问题
The following excerpt code, when running on perl 5.16.3 and older versions, has a strange behavior, where subsequent calls to a glob in the line input operator causes the glob to continue returning previous values, rather than running the glob anew.
#!/usr/bin/env perl
use strict;
use warnings;
my @dirs = ("/tmp/foo", "/tmp/bar");
foreach my $dir (@dirs) {
my $count = 0;
my $glob = "*";
print "Processing $glob in $dir\n";
while (<$dir/$glob>) {
print "Processing file $_\n";
$count++;
last if $count > 0;
}
}
If you put two files in /tmp/foo and one or more in /tmp/bar, and run the code, I get the following output:
Processing * in /tmp/foo
Processing file /tmp/foo/foo.1
Processing * in /tmp/bar
Processing file /tmp/foo/foo.2
I thought that when the while
terminates after the last
, that the new invocation of the while
on the second iteration would re-run the glob and give me the files listed /tmp/bar, but instead I get a continuation of what's in /tmp/foo.
It's almost like the angle operator glob is acting like a precompiled pattern.
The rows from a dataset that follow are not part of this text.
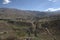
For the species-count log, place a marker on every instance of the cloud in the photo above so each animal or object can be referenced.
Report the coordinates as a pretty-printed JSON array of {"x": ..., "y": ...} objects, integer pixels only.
[
  {"x": 52, "y": 9},
  {"x": 6, "y": 1},
  {"x": 52, "y": 0}
]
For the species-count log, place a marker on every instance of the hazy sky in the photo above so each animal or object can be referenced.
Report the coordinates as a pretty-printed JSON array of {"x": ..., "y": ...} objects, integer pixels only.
[{"x": 38, "y": 5}]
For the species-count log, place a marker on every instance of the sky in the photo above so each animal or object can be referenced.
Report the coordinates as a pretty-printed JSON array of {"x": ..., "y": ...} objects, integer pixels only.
[{"x": 37, "y": 5}]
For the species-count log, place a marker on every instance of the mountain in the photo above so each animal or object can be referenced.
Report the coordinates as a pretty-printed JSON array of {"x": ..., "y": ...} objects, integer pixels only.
[{"x": 10, "y": 13}]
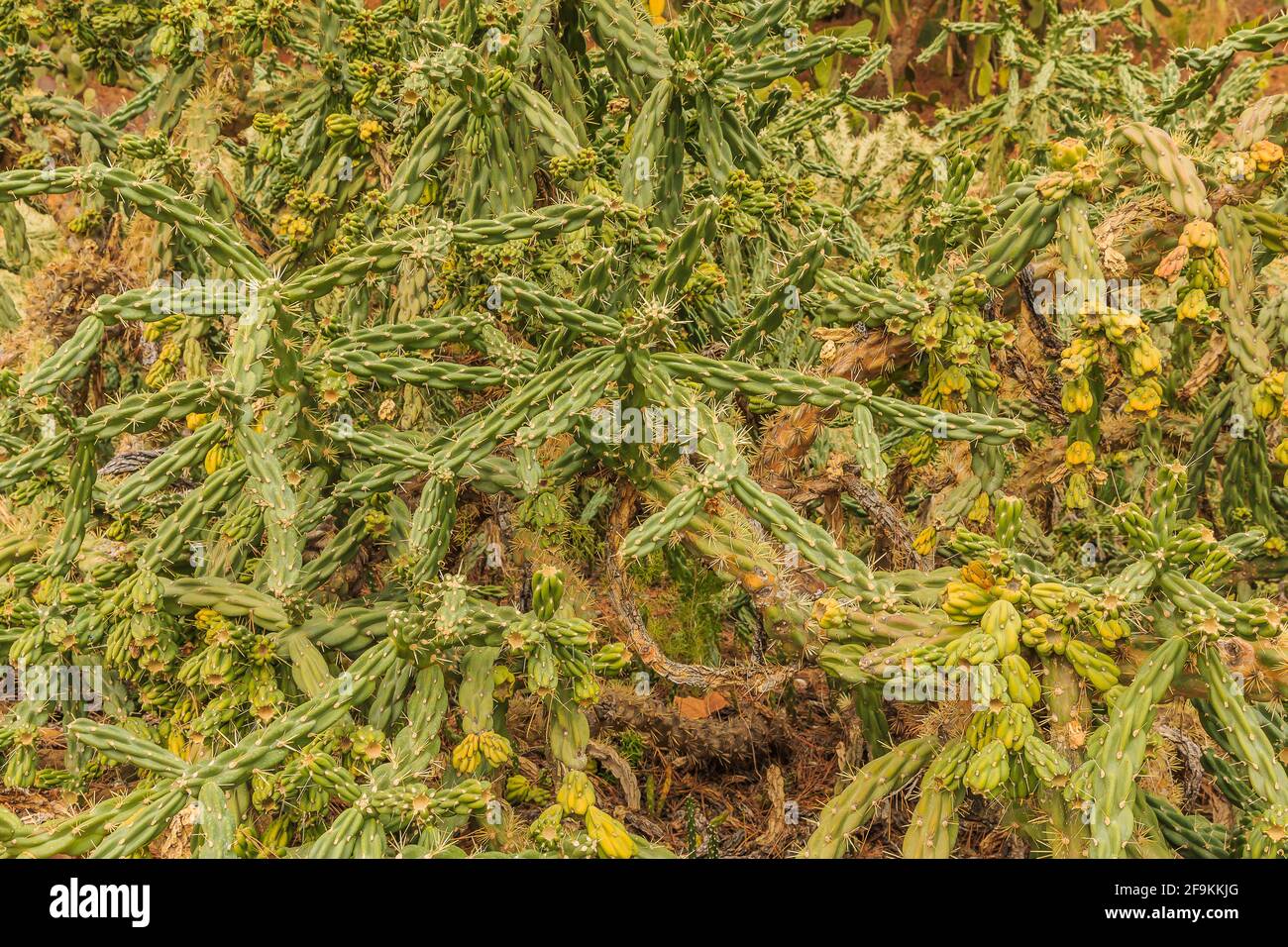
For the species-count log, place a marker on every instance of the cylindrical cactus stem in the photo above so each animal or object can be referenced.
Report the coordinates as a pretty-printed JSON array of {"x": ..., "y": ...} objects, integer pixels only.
[{"x": 857, "y": 802}]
My hypothesis is that the angle operator is creating a filehandle in the symbol table that's still open and being reused behind the scenes, and that it's scoped to the containing foreach
, or possibly the whole subroutine.
回答1:
From I/O Operators in perlop (my emphasis)
A (file)glob evaluates its (embedded) argument only when it is starting a new list. All values must be read before it will start over. In list context, this isn't important because you automatically get them all anyway. However, in scalar context the operator returns the next value each time it's called, or
undef
when the list has run out.
Since <>
is called in scalar context here and you exit the loop with last
after the first iteration, the next time you enter it it keeps reading from the original list.
It is clarified in comments that there is a practical need behind this quest: process only some of the files from a directory and never return all filenames since there can be many.
So assigning from glob
to a list and working with it, or better yet using for
instead of while
as commented by ysth, doesn't help here as it returns a huge list.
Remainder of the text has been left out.